Cesar Donofrio — CEO & Co-Founder, Making Sense

Profile  /  Technology Executive

Cesar
Donofrio

CEO & Co-Founder — Making Sense LLC  |  Palo Alto, CA

He runs a 350-person software company from Palo Alto with 90% of his workforce in Latin America - and he considers that the accomplishment, not the revenue figure.

Founder Digital Transformation Nearshore Pioneer AI Strategy Stanford Alumni
350+ Employees
$57M+ Annual Revenue
5 Companies Co-Founded
20+ Years in Tech
4 Countries
90% Latam Workforce

Building at the Intersection of
Talent, Tech, and Trust

Most technology founders chase the next round or the next exit. Cesar Donofrio has spent two decades chasing something harder to quantify: proving that the best software engineers don't all live in San Francisco.

In 2006, he and his brother Damian co-founded Making Sense in Argentina - not as a cost play, but as a conviction. The idea was simple and stubborn: build a firm where Latin American engineers could compete at the highest levels of U.S. enterprise software, on their own terms. Twenty years later, Making Sense operates from Palo Alto with a development footprint spanning Argentina, Mexico, and Colombia, serving mid-market enterprises in healthcare, fintech, legaltech, and beyond.

The first major test came quickly.
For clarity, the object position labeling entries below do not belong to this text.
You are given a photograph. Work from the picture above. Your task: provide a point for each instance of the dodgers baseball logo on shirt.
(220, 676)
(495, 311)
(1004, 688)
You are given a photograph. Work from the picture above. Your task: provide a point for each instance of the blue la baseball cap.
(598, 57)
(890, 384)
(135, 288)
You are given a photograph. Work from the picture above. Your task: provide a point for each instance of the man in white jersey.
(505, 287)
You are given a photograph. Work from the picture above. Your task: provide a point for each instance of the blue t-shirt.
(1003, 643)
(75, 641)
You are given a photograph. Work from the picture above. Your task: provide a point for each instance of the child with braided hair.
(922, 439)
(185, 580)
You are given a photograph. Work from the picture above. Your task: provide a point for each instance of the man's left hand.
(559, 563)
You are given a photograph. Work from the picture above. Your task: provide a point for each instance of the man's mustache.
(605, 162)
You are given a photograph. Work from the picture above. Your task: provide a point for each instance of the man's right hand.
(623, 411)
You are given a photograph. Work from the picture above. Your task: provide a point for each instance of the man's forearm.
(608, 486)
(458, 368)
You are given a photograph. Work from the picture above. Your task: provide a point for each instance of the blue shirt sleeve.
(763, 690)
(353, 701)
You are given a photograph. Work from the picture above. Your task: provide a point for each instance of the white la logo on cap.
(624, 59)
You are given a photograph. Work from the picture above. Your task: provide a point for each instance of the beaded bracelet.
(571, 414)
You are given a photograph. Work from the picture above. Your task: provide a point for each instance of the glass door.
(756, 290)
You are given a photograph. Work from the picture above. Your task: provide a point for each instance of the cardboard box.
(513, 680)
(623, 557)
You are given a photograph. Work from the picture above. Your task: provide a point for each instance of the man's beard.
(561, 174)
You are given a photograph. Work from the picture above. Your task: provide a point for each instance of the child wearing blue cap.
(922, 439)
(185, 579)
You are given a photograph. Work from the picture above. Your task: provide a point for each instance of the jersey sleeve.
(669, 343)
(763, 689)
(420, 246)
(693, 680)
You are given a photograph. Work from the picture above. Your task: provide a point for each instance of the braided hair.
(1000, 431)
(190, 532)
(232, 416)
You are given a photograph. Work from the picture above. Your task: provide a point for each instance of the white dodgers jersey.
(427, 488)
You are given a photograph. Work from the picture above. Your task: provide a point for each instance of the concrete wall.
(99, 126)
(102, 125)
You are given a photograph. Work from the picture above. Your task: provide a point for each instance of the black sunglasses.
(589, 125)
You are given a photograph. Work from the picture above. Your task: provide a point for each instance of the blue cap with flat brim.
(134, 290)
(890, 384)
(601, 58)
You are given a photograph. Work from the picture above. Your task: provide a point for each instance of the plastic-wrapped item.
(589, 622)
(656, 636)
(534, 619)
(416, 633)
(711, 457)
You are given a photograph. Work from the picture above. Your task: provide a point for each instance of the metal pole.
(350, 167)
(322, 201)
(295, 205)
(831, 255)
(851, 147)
Donofrio chose to plant Making Sense's first development center in his hometown of Mar del Plata - not Buenos Aires, not Montevideo. It was a personal bet on the talent he knew existed outside the capital, and a signal of what the company would keep doing: building in places others overlooked.

Our company has clients in the U.S., but 90% of our workforce is located in Latin America, and a great portion of it is based in Argentina, where I was born.

- Cesar Donofrio, CEO & Co-Founder, Making Sense

What Donofrio built is not a body-shopping operation. Making Sense is a full-cycle digital transformation firm - handling strategy, design, engineering, AI integration, and QA under one roof. The company's sweet spot is the U.S. mid-market: companies too complex for generic software, too resource-constrained for Big Four consulting fees. Donofrio identified this gap early and has stayed in it, deliberately.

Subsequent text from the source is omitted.